Tiffany had come to screaming, and that had made a terrible kind of sense. Apparently getting an injection of Narcan was like going into immediate, intense opiate withdrawal. It hurt, and Tiffany had never been shy with her feelings. Sierra caught her, held her, while somehow Conor got them in the back seat of the car and raced over to Mass General in record time, carrying Tiffany into the fluorescently bright ER himself.
After that — after the doctors had her, after she’d been admitted, when they were just waiting for word on when Sierra could see her — everything came to a crashing halt.
Sierra and Conor were alone together in a little corner of the waiting room, an alcove separated from the rest of the people who were having a bad enough night that they were in a waiting room in the middle of the night. Nobody came near them, nobody asked Sierra for an autograph. Conor’s presence was enough. And then suddenly he turned and nailed her with those ice blue eyes.

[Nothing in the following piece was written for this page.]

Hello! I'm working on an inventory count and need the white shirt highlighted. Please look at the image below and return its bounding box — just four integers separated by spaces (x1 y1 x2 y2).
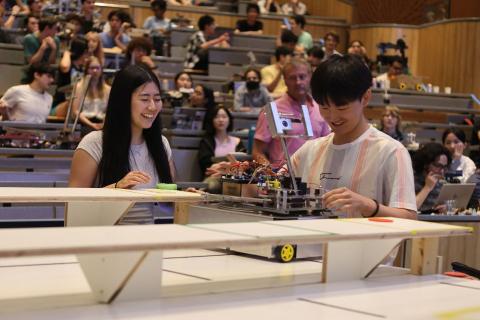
292 127 417 216
1 84 53 123
450 155 477 183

She hadn’t realized that they hadn’t spoken until then, not about anything not immediately practical. More than that: it was like Conor had been far away, somewhere inside himself, and Sierra had done the same, burrowing somewhere inside, leaving just their bodies to navigate the world side by side. And then with one freaking look, Conor pierced through all of that.
“What did she mean about your birthday?” he said.
His voice sounded strange, hoarse. For just a second he was the man who’d stepped forward and kissed her in her own living room, telling her, showing her, what he meant.
“Tiffany is usually my excuse,” Sierra said, too tired to care about hiding things that made her feel stupid any longer. “So that I can just ignore it. She gets me ice cream or something, and we watch movies.”
“Not this year,” he said.
“No,” Sierra said.
And then, just like that, the tall, dark, and devastatingly handsome man with the ice blue eyes turned away and turned off the light between them.
A couple of things happened.
Sierra sat on one of those rough stackable chairs and tried to figure out, well, what the hell was happening. She had been waiting — was still waiting — for Conor to reach out to her, for Conor to make the connection again, for Conor to tell her how it would be, and that it would be ok. And while Sierra put a pin in that, because uh wow that wasn’t actually ok to do? The fact remained that Conor was not doing any of those things.